ASCI welcomes health ministry's move to update healthcare ad regulations

ASCI welcomes health ministry's move to update healthcare ad regulations

The new rules impose stiff penalties on violators of the ad code.

Shweta_Purandare

MUMBAI: Quacks, fake doctors and illegal mobile dispensaries had better watch out. The Indian ministry of health & family welfare (MHFW) is taking steps to take you out of business.

Under the draft Drugs and Magic Remedies (Objectionable Advertisements) (DMR) (Amendment) Bill, 2020, it is seeking to levy fines of Rs 5 lakh and  imprisonment of two years on violators for the first offence, going up to as much as five years in gaol and a fine of Rs 50 lakh for subsequent violations. The various disorders and illnesses have also been clearly defined, while what constitutes an ad in modern times has also been spelt out. The MHFW is seeking the public’s feedback on the DMR Amendment Bill 2020.
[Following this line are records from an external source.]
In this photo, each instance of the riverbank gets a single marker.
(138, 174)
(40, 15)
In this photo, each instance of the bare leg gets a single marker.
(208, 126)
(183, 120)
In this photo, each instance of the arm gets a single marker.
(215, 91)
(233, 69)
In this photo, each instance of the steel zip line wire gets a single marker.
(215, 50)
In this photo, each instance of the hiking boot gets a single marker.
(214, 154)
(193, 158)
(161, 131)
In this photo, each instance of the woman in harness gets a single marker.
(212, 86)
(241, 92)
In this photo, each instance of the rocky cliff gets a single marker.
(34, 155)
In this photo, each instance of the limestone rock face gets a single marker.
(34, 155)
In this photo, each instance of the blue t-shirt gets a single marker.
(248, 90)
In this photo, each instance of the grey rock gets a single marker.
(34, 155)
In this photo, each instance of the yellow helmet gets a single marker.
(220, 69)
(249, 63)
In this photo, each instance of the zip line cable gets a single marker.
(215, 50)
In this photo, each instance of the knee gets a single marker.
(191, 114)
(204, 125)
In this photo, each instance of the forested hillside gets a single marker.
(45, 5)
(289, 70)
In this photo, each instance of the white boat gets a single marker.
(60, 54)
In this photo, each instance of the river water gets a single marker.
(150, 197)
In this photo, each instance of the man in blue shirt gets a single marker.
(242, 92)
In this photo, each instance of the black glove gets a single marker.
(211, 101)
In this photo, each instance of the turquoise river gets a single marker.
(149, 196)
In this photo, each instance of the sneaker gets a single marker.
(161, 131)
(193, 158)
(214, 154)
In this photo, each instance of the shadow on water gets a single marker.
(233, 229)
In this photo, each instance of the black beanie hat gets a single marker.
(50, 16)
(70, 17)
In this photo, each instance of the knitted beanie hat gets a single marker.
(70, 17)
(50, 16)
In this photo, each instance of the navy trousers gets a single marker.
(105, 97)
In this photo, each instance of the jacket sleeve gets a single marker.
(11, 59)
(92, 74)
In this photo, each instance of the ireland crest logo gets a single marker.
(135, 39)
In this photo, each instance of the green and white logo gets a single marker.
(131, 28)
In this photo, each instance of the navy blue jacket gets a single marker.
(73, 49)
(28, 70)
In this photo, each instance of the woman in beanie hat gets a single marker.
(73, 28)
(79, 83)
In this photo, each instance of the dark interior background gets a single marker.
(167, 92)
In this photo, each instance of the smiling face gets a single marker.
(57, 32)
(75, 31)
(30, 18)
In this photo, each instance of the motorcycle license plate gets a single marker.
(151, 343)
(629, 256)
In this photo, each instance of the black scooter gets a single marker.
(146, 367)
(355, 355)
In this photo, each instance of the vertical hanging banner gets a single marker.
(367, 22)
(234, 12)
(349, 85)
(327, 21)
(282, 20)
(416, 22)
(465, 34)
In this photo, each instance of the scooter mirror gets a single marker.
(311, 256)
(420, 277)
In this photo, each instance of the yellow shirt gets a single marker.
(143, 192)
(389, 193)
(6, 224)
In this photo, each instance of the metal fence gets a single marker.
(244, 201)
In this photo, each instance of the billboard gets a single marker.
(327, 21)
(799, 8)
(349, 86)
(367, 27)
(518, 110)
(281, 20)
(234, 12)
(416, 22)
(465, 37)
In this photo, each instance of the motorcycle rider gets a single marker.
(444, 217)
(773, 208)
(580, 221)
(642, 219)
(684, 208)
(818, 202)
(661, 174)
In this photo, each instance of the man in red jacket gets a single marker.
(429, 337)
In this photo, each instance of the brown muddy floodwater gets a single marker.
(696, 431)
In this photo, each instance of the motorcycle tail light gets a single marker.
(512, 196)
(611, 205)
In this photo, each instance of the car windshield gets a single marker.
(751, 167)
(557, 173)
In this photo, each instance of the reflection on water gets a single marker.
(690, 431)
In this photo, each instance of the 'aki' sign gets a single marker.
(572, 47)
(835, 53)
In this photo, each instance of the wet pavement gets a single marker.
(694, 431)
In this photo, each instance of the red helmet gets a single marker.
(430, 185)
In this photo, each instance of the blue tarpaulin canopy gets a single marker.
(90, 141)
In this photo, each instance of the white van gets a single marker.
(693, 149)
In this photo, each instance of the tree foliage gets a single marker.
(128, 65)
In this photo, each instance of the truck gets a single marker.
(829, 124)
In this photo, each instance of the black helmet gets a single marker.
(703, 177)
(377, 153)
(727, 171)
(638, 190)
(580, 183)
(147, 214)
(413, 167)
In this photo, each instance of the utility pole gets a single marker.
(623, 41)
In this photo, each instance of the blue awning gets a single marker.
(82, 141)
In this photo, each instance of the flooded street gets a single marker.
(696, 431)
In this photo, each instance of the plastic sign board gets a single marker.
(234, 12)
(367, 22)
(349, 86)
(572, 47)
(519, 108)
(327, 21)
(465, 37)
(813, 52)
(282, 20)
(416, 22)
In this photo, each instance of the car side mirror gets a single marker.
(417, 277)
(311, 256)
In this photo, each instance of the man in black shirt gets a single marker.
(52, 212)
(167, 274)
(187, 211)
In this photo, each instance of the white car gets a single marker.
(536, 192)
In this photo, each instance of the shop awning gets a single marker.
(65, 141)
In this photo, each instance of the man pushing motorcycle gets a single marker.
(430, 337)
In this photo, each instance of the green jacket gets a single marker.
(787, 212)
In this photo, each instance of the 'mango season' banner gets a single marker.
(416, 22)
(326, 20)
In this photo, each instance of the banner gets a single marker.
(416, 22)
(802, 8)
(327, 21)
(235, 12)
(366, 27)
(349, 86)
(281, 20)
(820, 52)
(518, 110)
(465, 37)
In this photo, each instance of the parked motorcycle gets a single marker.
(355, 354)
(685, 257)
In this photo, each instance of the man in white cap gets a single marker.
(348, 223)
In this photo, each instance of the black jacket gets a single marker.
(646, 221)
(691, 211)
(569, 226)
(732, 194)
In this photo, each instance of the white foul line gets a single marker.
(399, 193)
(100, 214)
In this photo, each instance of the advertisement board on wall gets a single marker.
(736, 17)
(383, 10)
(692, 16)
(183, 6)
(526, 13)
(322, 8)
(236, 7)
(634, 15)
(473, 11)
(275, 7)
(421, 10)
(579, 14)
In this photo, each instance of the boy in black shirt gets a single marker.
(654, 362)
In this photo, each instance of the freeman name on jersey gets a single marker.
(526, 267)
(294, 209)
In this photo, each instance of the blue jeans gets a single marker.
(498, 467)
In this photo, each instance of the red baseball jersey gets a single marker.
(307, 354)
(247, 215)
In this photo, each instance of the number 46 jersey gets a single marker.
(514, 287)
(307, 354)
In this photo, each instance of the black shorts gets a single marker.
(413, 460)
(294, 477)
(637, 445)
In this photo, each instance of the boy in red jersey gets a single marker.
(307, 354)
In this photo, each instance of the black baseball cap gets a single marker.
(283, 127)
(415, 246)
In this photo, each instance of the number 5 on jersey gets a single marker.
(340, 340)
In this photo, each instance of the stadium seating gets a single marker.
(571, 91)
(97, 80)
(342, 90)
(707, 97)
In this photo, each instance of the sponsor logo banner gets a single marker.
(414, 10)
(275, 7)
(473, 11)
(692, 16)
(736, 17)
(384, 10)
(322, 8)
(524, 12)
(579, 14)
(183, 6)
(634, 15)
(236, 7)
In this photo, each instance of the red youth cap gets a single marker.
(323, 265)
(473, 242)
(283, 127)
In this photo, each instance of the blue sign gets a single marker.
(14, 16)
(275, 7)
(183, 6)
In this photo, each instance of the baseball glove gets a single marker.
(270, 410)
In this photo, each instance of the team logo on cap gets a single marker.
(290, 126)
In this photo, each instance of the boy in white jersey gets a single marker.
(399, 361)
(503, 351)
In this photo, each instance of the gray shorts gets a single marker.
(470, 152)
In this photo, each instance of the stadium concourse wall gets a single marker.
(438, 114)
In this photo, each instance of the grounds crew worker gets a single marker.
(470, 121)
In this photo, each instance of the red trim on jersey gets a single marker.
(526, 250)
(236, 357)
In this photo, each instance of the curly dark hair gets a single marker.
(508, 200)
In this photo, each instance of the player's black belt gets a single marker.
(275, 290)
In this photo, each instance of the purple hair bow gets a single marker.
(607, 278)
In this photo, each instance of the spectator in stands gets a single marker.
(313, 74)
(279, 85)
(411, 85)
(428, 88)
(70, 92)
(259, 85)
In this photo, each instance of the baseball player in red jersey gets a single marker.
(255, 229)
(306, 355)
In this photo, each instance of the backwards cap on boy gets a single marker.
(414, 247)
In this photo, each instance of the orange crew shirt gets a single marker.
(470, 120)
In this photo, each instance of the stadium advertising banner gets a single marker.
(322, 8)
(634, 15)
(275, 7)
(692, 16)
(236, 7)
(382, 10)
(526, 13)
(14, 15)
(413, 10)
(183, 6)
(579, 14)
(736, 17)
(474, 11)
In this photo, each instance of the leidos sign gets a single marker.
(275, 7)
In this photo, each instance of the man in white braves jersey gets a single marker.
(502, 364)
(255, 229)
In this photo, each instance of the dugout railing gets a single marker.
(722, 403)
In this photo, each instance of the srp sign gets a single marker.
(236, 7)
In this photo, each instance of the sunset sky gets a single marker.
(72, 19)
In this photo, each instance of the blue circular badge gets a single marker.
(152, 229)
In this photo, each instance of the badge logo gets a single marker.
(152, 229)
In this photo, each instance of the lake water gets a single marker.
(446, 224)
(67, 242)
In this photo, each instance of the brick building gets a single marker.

The effort by the ministry to update the older act has met with the approval of the advertising industry’s watchman the Advertising Standards Council of India (Asci). Its secretary Shweta Purandare got into a tele-conversation with indiantelevision.com and said that the amendment will help it police the healthcare sector better.  "The proposed DMR bill 2020 is an important development and would lend strong support to ASCI's efforts of suo motu monitoring of misleading advertisements in the healthcare sector,” she said. “Consequences of advertisements in violation of DMR regulations are serious and this would result in better compliance from advertisers as well as media concerned, be it an advertisement of allopathic products or Ayush products.”

The draft bill has listed the diseases and conditions which will come under its  umbrella. These include: AIDS, blindness, blood poisoning, bronchial asthma, cancer benign tumour, cataract, change in colour of hair and growth of new hair, change of foetal sex by drugs, congenital malformations, deafness, diabetes, diseases and disorders of the uterus, obesity, fairness of the skin, form and structure of the breast, genetic disorders, improvement in size and shape of the sexual organ and in duration of sexual performance, improvement in height of children or adults, mental retardation, sub normalities, and growth.

Purandare further stated, “Apart from print and TV, it will be interesting to see the impact of advertisements on social media as well as on the advertisers' websites. We would expect this effect to trickle to advertisements by Ayush doctors and clinics propagating ‘guaranteed cure’ as the Central Council of Indian Medicine has taken cognizance of DMR violations in the past and had issued an advisory to state councils for their action."